2i2c-org / infrastructure

Infrastructure for configuring and deploying our community JupyterHubs.
https://infrastructure.2i2c.org
BSD 3-Clause "New" or "Revised" License
105 stars 64 forks source link

[Request deployment] HHMI Spyglass Ephemeral Hub #3643

Closed colliand closed 9 months ago

colliand commented 9 months ago

The GitHub handle of the community representative

pending (@colliand for now)

Hub important dates

The template below does not exactly apply. This is a request for a publicly accessible binder designed (initially) to render notebooks in the Spyglass repository: https://github.com/LorenFrankLab/spyglass

Eventually, this hub will likely be used to serve repos generated by various other research groups affiliated with HHMI. The current focus is to deploy infrastructure to enable a "magic link" that interactively renders Spyglass tutorial content.

Hub Authentication Type

pending

First Hub Administrators

[GitHub Auth only] How would you like to manage your users?

None

[GitHub Teams Auth only] Profile restriction based on team membership

Profile should be set up to work for Spyglass.

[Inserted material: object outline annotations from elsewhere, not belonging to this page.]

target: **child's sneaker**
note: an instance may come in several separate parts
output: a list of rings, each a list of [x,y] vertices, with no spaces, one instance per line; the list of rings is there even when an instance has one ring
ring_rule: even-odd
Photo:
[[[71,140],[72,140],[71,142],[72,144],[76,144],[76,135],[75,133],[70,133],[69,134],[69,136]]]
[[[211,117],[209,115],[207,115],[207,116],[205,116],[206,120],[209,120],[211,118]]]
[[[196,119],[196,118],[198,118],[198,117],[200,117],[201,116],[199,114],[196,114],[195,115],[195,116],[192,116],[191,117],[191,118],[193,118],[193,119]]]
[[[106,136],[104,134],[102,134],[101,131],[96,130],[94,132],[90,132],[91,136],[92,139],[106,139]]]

Spyglass uses an adjacent database. This was briefly discussed in a call with @yuvipanda .

Hub logo image URL

should use same image on hhmi.2i2c.cloud hub which is not rendering right now;

HHMI-vertical-signature-color

Hub logo website URL

https://hhmi.org

Hub user image GitHub repository

to work with Spyglass for now. build on the fly via binder/GESIS tooling?

Hub user image tag and name

pending

Extra features you would like to enable

(Optional) Preferred cloud provider

None

(Optional) Preferred cloud region

as with hhmi.2i2c.cloud

(Optional) Billing and Cloud account

None

Other relevant information to the features above

No response

Tasks to deploy the hub

github-actions[bot] commented 9 months ago

Hey @pending (@colliand for now) and @colliand! šŸ‘‹ I noticed there is still pending information about the new hub deployment. Can you please help us fill it in?

The information pieces still missing, are: - hub authentication type
- hub user image tag and name
- extra features you would like to enable
- other relevant information to the features above

Details about each of them can be found in the top comment. But if you have questions about any of them, please ping the 2i2c/engineering team and they will help you.

After the form in the top comment is filled in, an engineer will be assigned and will start deploying the new hub šŸš€. Thank you!

jmunroe commented 9 months ago

There is overlap here with the request in

The immediate priority is the for a binder-like or nbgitpuller-like URL to render the notebooks in the Spyglass repository https://github.com/LorenFrankLab/spyglass using the environment defined in https://github.com/LorenFrankLab/hhmi-spyglass-image . For the preprint, the LorenFrank group may also created a more tailored repository of just the notebooks and configuration files and not include the Spyglass source code .

This group is about publish a preprint that will include a URL that needs to redirect and unauthenticated user to an ephemeral (no permanent storage) JupyterHub that also supports an ephemeral MySQL database in a sidecar container. @2i2c-org/engineering is request to provide guidance on how to achieve this behaviour.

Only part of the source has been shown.